At 9:30, after he had arranged for an ambulance to take Lia to Fresno, instructed his staff on how to prepare her for transfer, and discussed her case by telephone with the Pediatric Intensive Care Unit at Valley Children’s, Neil drove home. He told Peggy, “That was it. She did it this time.” The two of them talked until almost midnight, retracing every moment of Lia’s crisis and each of Neil’s decisions. “I was so fired up,” he recalled, “I just couldn’t come down. When I’m like that I have trouble sleeping, and I start food-cramming—I just start stuffing stuff in my mouth. And I have to tell Peggy all about what happened.” Peggy was accustomed to talking Neil down from hospital emergencies, but she had never seen him this wound up.

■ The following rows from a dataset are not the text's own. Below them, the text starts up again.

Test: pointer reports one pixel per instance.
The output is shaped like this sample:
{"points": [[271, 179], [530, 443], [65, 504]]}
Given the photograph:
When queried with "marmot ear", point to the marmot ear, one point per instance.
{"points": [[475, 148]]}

“That night my feelings were mixed,” said Neil. “It had been just like my nightmares—that Lia would have the most terrible seizure of her life and it was going to be my fault because I couldn’t keep her from dying—but she
hadn’t
died, and with some real capable people helping, I stopped it and I took care of it and I was able to meet the challenge. So I felt a certain amount of satisfaction. But I also felt terrifically sad because I didn’t know what Lia was going to be like when she came out of this. I was pretty sure she wasn’t going to be the same.”